The number of sea turtle nests in Georgia, Florida have reached a record numbers counted along the beaches of Cumberland Island.
“It’s a lot of physical effort,” said Doug Hoffman, a biologist for the National Park Service on federally managed Cumberland Island off the Georgia coast. “You’re talking about being in the sun, hauling equipment and digging holes, pounding stakes.”
Hoffman and his interns were the ones who counted the nests. Experts are attributing part of the increase to a drop last year creating a strong rebound on the beaches from the Carolinas to Florida, according to the Chicago Tribune.
From May through August, the teams counted 2,292 loggerhead nests, which puts them at being the fifth season in six years for Georgia surpassing the year before.

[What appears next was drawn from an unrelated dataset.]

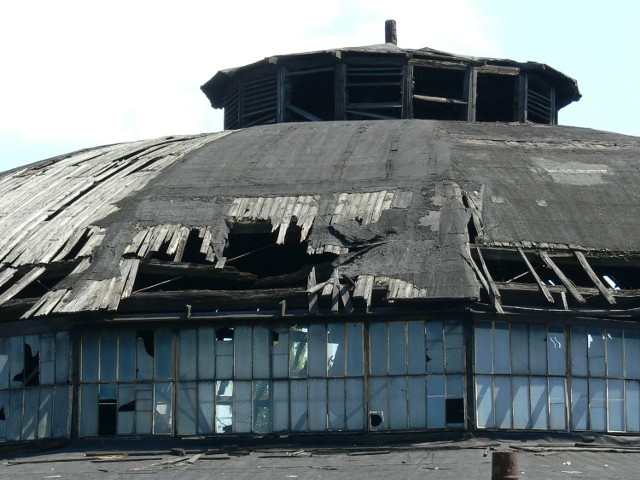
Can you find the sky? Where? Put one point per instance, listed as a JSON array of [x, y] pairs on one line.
[[77, 73]]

Experts are saying that the new high numbers reinforce their belief that the loggerhead sea turtles are making a comeback since 1978 thanks to the protection as a federally threatened species under the Endangered Species Act.
“Every big year we get, the more confident we are in that conclusion that we’re in a recovery period,” said Mark Dodd, the biologist who heads the sea turtle recovery program for the Georgia Department of Natural Resources. “So we feel really good about it.”
Over 12,000 endangered green sea turtles have also made nests along the beach at the Archie Carr National Wildlife Refuge in Florida. The head of the Marine Turtle Research Groups at the University of Central Florida, Kate Mansfield, says it is a new record for the refuge.
Mansfield says that the turtles have to live more than 25 years before they begin to reproduce which means that it will be decade before researchers will know for sure if current nesting trends are positive signs of long-lasting recovery.
“It’s promising and exciting, but the long term perspective is needed and helps put what we see now in a broader perspective,” she said. “For the past five years we’ve had good years, but we have to look at this over 25-plus years.”